5c- Impact of Technology on Conducting Research of Secondary Sources

Though many of you are too young to have experienced a shift in the way library research is conducted, it is important to note the extent to which technology—specifically the computer—has affected secondary research.  Even as recently as fifteen years ago, most libraries organized and kept record of their volumes using a card catalog.  Each source was typed out on a 3×5 index card and placed in long narrow drawers.  These cards were organized in a few different ways: by author’s last name, by subject, by Dewey Decimal number.  This meant that any one source might appear in three different places in the catalog.

Living in the computer age, you immediately recognize the benefit of technology in more efficiently organized media collections: 1) there is no need for all the physical space required to store the card catalogue; 2) a data base allows for automatic cross-referencing and eliminates the “need” for multiple entries of any one source; 3) multiple-users can access any part of the database simultaneously; 4) data base sharing dramatically increases the number of sources to which one has access.  Overall, it may seem that technology has made secondary research easier, and therefore better than it used to be.

Computer technology has certainly made library/archival research quicker and easier, but be careful before assuming that this shift in means of organization—from analogue to digital—means that there is nothing you can learn from the past.  When you use a computer in order to search for sources, the search you conduct is only as good as the key words or ideas you enter into the search boxes.  That is, if you have a difficult time finding useful sources, you will get no help from the computer in reconsidering your key words.  That kind of help, however, may present itself in the form of old ways.

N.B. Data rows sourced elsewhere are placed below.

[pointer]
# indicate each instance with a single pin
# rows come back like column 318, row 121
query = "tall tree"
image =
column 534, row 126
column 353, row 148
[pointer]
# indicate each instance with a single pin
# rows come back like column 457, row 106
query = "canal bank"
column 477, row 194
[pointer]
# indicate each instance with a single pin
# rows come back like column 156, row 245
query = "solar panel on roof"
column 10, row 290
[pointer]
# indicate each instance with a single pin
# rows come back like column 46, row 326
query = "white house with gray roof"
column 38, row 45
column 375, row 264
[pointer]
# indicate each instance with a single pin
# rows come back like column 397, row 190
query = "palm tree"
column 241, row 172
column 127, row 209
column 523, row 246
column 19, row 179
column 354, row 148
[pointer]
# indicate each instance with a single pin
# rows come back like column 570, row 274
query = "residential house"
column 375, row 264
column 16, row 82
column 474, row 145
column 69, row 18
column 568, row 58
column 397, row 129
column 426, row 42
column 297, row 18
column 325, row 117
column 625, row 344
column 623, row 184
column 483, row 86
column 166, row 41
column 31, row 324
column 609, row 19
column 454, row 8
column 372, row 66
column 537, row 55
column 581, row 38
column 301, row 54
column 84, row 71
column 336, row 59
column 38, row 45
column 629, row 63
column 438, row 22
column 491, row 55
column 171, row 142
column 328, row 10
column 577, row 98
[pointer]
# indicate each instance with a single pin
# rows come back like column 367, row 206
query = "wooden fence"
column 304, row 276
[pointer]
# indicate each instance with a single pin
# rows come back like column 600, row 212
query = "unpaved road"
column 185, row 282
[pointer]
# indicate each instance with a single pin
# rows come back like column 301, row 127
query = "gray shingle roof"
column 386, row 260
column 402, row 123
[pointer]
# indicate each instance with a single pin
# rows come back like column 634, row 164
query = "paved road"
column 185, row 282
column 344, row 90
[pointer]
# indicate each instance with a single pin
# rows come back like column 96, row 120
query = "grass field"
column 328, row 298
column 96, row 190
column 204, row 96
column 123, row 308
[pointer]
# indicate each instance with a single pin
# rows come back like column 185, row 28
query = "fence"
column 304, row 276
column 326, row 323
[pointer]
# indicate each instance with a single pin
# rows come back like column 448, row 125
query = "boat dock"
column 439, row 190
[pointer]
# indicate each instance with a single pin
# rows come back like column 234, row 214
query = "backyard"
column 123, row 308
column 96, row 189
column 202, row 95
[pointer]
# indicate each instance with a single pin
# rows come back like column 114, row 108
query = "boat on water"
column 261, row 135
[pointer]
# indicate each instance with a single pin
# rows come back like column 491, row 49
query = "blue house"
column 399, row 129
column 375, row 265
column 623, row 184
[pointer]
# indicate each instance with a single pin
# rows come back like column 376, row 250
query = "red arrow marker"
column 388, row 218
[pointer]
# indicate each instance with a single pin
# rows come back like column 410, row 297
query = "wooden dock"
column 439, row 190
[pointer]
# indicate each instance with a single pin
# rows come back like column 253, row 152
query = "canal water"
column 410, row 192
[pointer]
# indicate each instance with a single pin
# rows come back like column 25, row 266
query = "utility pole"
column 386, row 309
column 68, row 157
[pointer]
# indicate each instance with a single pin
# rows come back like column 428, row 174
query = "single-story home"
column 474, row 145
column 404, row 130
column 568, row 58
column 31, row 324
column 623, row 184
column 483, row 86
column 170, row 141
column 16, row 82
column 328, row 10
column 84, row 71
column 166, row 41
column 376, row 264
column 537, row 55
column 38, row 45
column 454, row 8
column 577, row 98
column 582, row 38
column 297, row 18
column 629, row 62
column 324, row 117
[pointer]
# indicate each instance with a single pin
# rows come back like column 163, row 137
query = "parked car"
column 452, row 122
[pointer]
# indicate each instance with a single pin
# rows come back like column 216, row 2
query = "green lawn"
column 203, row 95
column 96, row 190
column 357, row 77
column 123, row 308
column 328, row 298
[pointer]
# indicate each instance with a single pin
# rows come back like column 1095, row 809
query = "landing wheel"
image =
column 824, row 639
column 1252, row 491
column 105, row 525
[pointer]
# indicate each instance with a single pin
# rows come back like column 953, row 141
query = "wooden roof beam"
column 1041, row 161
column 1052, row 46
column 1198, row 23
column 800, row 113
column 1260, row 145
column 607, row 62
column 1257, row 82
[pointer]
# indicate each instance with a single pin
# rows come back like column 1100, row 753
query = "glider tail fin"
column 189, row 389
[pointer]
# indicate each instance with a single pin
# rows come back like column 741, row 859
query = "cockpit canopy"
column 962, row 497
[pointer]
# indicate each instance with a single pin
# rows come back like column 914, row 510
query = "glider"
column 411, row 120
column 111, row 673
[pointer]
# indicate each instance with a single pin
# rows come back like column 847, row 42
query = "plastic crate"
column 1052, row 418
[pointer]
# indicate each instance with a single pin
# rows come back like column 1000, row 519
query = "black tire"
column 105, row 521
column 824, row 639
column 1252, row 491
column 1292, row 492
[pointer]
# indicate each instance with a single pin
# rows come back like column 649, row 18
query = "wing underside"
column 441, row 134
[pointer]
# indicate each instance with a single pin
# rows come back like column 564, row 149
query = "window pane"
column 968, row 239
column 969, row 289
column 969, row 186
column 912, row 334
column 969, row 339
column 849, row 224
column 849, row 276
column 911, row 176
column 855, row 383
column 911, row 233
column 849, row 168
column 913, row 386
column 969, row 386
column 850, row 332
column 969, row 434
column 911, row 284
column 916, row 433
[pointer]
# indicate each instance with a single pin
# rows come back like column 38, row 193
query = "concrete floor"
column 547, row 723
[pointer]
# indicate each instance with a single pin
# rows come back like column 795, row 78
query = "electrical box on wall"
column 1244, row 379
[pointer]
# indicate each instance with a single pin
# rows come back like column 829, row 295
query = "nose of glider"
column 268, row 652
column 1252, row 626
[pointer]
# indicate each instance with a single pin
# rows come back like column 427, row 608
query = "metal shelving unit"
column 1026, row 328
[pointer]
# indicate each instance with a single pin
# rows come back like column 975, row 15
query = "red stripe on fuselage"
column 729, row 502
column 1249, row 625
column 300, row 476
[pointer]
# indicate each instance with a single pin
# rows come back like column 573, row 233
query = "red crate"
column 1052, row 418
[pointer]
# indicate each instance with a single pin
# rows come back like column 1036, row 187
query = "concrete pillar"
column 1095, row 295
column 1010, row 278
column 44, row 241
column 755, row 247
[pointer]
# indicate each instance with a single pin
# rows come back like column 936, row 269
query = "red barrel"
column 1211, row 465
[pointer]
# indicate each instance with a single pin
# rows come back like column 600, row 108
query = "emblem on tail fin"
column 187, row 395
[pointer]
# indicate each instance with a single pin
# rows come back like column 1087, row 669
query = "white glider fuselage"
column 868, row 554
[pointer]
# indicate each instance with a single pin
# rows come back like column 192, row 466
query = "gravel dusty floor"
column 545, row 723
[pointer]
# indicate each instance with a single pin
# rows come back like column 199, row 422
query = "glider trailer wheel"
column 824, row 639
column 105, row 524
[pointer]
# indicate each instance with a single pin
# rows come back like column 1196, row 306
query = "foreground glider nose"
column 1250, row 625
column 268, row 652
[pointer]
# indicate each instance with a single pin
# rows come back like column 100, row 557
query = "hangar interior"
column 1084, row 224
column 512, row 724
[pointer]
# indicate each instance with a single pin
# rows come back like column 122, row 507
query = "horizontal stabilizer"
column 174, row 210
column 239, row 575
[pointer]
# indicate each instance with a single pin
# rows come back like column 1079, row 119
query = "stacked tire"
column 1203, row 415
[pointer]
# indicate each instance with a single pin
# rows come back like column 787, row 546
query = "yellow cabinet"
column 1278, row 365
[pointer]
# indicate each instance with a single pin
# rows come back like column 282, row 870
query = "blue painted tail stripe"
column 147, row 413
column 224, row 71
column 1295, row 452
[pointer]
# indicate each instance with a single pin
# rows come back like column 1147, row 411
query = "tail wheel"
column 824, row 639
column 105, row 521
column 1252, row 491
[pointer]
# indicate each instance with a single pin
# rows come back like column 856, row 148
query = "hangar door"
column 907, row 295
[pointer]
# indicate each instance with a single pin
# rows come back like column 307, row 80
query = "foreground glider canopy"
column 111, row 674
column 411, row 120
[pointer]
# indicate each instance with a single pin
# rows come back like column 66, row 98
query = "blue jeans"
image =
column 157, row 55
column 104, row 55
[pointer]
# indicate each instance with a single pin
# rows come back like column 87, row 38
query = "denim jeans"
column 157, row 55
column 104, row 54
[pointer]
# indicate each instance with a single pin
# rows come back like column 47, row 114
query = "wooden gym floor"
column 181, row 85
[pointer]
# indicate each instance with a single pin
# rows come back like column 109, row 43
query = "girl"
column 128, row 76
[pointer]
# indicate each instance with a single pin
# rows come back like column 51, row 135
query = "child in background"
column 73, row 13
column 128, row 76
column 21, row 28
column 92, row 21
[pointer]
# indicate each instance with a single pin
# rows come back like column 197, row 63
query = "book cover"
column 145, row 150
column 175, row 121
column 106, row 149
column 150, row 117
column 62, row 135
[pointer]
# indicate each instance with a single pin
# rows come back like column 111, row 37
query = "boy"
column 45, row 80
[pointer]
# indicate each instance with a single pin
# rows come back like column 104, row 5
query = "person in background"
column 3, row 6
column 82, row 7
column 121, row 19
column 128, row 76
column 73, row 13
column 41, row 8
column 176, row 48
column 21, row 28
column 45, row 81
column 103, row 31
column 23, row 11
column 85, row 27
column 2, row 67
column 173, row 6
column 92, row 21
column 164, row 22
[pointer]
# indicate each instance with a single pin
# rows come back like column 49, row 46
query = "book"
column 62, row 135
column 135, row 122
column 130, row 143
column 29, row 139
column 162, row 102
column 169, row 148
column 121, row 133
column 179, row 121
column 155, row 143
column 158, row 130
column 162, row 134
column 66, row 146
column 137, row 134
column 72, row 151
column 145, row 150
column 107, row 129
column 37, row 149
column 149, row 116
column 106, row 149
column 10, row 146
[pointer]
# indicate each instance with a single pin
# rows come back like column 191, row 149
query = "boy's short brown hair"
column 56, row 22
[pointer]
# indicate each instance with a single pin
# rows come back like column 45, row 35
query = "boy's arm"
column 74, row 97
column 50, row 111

If you are having a difficult time finding sources and identifying key words using a computer database or online catalogue, return to some of the methods of creative research associated with “pre-digital” research:

  • Rubbernecking: If all you can find is one or two sources, quit looking online for the moment and go directly to the library.  Take the call numbers any of the book sources you did find and use them as a guide to the shelves to start your search. For example, if you notice that you have found a few 302.75 call numbers in your digital search, find that shelf in your library. As soon as you identify a source, or better yet a pattern, regarding where related sources may be shelved, go there. Take the time to “rubberneck” around in the shelves, looking at titles, Tables of Contents, and bibliographies. Be open to inspiration and to the possibility of finding something you didn’t even know you were looking for.
  • Bibliography plundering:  If you have the experience of finding one “really good” source, look to that source for more answers.  Plunder the Bibliography or Works Cited pages of that volume and go and get the sources that author uses in order to make his/her argument.  Of course it is best to skim the source you have, to read enough of it in order to identify some of the more relevant citations of that author before randomly choosing alternate authors from the Bibliography.  You may want to read through some of the professional ethnographic writing included in Chapter 16 and begin some of your plundering – for sources, for key words, etc.– there. Sometimes it is difficult for some students to understand that Bibliography plunder is not cheating.  It is a strategy for tracing the logic of an academic argument.  You find a relevant work and then that work makes clear to you the works the author found relevant, etc.  This is the process of knowledge building that researchers participate in.

For best results, combine the two hints above with a digital research process.  Technology provides you with speed and access, but it cannot do the thinking for you.  The physical act of going to shelves, of looking through books, inspires thought, helps you to look for connections between and among ideas.  The collection of secondary sources should be thought of as an active pursuit.  This isn’t something you can count on accomplishing in the time and space of a single class, or on your lunch hour.  You will need a lot of time and a decent amount of energy in order to find sources worth reviewing.  However, if you engage in creative secondary research for your project, you will achieve a certain level of comfort with library research.  And, who knows, you may even come to find the whole process enjoyable!